Back to archive

Engineering

Prompting Is Not the Hard Part of Agentic Development

Why context design, verification, decomposition, and ownership matter more than clever prompts.

Prompting Is Not the Hard Part of Agentic Development

Prompting matters, but it is not the hard part of agentic development. A clever prompt cannot rescue a task with unclear ownership, missing context, no verification path, and an ambiguous definition of done.

The hard part is designing the work so a fast, literal, confident collaborator can help without quietly changing the system's meaning.

The thesis

Agentic development is mostly context design, decomposition, verification, and ownership.

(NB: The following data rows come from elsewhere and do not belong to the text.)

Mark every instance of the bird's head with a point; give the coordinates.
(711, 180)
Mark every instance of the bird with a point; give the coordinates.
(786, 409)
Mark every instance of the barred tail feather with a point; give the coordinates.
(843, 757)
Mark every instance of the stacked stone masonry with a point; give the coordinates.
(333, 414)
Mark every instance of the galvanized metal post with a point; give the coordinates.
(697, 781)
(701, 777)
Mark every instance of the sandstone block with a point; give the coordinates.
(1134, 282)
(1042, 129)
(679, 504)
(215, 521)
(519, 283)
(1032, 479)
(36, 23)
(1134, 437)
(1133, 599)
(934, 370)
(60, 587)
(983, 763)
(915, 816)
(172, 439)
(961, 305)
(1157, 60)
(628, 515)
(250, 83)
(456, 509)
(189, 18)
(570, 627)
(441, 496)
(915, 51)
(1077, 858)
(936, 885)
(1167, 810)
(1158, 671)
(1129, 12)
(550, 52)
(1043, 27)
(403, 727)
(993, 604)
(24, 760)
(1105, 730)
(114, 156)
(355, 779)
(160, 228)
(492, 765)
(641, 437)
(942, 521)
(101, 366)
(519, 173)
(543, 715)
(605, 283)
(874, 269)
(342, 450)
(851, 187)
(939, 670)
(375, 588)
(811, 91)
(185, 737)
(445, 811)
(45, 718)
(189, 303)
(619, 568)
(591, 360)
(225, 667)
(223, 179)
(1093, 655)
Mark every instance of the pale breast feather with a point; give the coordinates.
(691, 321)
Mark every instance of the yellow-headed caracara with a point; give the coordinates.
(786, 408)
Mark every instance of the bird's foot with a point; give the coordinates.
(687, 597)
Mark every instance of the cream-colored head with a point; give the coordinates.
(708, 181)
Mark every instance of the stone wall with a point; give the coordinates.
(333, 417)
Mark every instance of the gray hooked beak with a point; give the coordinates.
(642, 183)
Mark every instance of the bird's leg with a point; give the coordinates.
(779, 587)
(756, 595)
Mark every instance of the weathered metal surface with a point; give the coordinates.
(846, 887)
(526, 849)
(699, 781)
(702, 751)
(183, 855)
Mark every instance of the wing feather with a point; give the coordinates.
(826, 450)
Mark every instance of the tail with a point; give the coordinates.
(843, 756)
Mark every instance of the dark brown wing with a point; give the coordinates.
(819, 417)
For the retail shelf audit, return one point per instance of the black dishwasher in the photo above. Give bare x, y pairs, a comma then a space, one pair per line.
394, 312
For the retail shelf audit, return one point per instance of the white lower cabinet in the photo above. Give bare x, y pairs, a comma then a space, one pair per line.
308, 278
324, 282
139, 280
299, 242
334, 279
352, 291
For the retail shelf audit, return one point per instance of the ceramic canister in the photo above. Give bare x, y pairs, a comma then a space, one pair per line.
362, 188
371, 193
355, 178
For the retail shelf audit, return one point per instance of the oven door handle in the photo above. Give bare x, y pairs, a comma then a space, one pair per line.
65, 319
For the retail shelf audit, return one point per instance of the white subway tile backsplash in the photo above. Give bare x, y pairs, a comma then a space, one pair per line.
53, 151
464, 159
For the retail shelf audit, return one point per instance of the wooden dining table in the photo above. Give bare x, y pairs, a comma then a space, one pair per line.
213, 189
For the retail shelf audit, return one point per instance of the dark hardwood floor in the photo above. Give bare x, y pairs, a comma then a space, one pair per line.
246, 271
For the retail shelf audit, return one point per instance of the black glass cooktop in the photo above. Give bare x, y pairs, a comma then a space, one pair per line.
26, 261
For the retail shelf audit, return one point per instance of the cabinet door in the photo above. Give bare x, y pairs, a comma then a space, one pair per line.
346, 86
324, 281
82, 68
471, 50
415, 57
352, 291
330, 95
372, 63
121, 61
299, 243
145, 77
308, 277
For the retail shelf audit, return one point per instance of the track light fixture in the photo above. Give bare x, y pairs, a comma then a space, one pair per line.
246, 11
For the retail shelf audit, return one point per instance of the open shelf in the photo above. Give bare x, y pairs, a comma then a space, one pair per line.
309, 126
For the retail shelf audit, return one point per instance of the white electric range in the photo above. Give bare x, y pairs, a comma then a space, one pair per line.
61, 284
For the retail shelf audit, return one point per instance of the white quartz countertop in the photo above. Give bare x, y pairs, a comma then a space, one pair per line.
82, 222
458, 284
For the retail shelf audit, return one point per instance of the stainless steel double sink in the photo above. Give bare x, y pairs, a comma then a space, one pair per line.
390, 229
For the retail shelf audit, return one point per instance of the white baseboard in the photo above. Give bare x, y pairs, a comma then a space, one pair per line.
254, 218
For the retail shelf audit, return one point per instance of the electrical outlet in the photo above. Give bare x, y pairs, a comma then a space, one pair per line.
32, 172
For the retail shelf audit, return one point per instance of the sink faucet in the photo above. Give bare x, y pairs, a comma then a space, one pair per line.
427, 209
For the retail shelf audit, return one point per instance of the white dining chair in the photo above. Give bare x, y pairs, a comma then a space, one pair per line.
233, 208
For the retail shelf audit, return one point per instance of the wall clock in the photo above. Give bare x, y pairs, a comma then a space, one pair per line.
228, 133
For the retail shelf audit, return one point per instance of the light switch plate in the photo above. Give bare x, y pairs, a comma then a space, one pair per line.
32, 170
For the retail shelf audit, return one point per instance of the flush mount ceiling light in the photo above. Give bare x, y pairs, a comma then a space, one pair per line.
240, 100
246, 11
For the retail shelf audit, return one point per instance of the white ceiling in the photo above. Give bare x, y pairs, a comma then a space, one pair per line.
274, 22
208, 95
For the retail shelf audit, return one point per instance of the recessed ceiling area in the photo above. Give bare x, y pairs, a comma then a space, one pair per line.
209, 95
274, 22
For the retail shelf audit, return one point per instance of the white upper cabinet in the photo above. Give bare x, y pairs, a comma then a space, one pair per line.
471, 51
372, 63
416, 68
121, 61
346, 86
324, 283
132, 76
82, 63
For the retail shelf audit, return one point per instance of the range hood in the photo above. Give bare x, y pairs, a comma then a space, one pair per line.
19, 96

Prompting is the visible interface. The operating discipline around the prompt is the system.

The production pattern

When agentic work disappoints, the postmortem often blames the prompt. It was not specific enough. It did not mention a file. It did not forbid a pattern. Sometimes that is true.

But the deeper issue is usually that the task was not engineered.

The agent was asked to solve a problem before the team had separated diagnosis from implementation. It was given a repository when it needed a module. It was asked to produce code when the missing artifact was a test, a decision record, or a migration plan. It was allowed to declare success without running the checks that matter.

Better wording helps at the margin. Better task architecture changes the outcome.

The model

I use a four-layer model for agentic development.

Context design is deciding what the agent needs to know and what it should ignore. Too little context causes shallow work. Too much context causes drift. The useful context includes the target behavior, relevant files, local conventions, constraints, and examples of acceptable output.

Decomposition is deciding the size and order of work. Agents do better with tasks that have visible boundaries: inspect, plan, write tests, implement, verify, summarize. Combining those phases can work for small changes, but it becomes risky as ambiguity grows.

Verification is deciding what counts as evidence. A passing unit test may be enough for a pure function. It is not enough for a migration, permission change, distributed workflow, or user-visible semantic change.

Ownership is deciding who absorbs the consequences. If nobody can explain the patch without referring to the model, the work is not owned.

Before I start, I ask:

  • What decision has already been made, and what decision is still open?
  • What should the agent read before writing?
  • What files or behaviors are out of scope?
  • What should fail if the implementation is wrong?
  • What human review is required before the change becomes real?

Where this goes wrong

One failure mode is prompt theater. Teams spend energy creating elaborate prompt templates while leaving test gaps, unclear contracts, and sprawling tasks untouched.

The counterpoint is that prompt quality still matters. A vague prompt wastes cycles and can produce dangerous confidence. For repeated workflows, a good prompt template can encode useful discipline.

But a prompt template should be the last mile of an operating model, not a substitute for one.

What I do now

I write prompts as if I am writing a work order for a strong engineer who has no background context and no right to guess.

I include the target behavior, constraints, scope, verification commands, and output expectations. I ask the agent to state assumptions before large edits. I split exploration from mutation when the system is unfamiliar. I treat the final summary as a review artifact, not as proof.

Most importantly, I decide what kind of output I want. Sometimes the right output is code. Sometimes it is a failing test. Sometimes it is a risk list. Sometimes it is a plan I will hand to another human.

The task design checklist

The checklist I use before a serious agent session is deliberately boring.

I start with the unit of change. Is this a behavior change, a mechanical refactor, an investigation, a test gap, or an operating decision? Mixing those into one prompt makes the agent look productive while hiding the real state of the work.

Then I name the evidence. For a parser, evidence might be table-driven tests around malformed input. For an authorization change, it might be negative tests and a review of existing policy callers. For a migration, it might be compatibility checks, rollback notes, and a dry run on representative data. "Run tests" is not enough unless the tests are actually connected to the risk.

Then I name the stop conditions. The agent should stop when it discovers a larger design question, a conflicting convention, missing credentials, unclear ownership, or a verification command it cannot run. A good stop is not failure. It is the system refusing to turn uncertainty into code.

Finally, I decide how much autonomy the task deserves. Exploration can be open ended. Mutation should be bounded. Integration should be explicit.

This is why prompting alone is a weak lever. A prompt can phrase the request. Task design decides whether the request is worth executing.

Closing takeaway

Do not ask how to write a better prompt until you have designed the task, the context, the evidence, and the owner.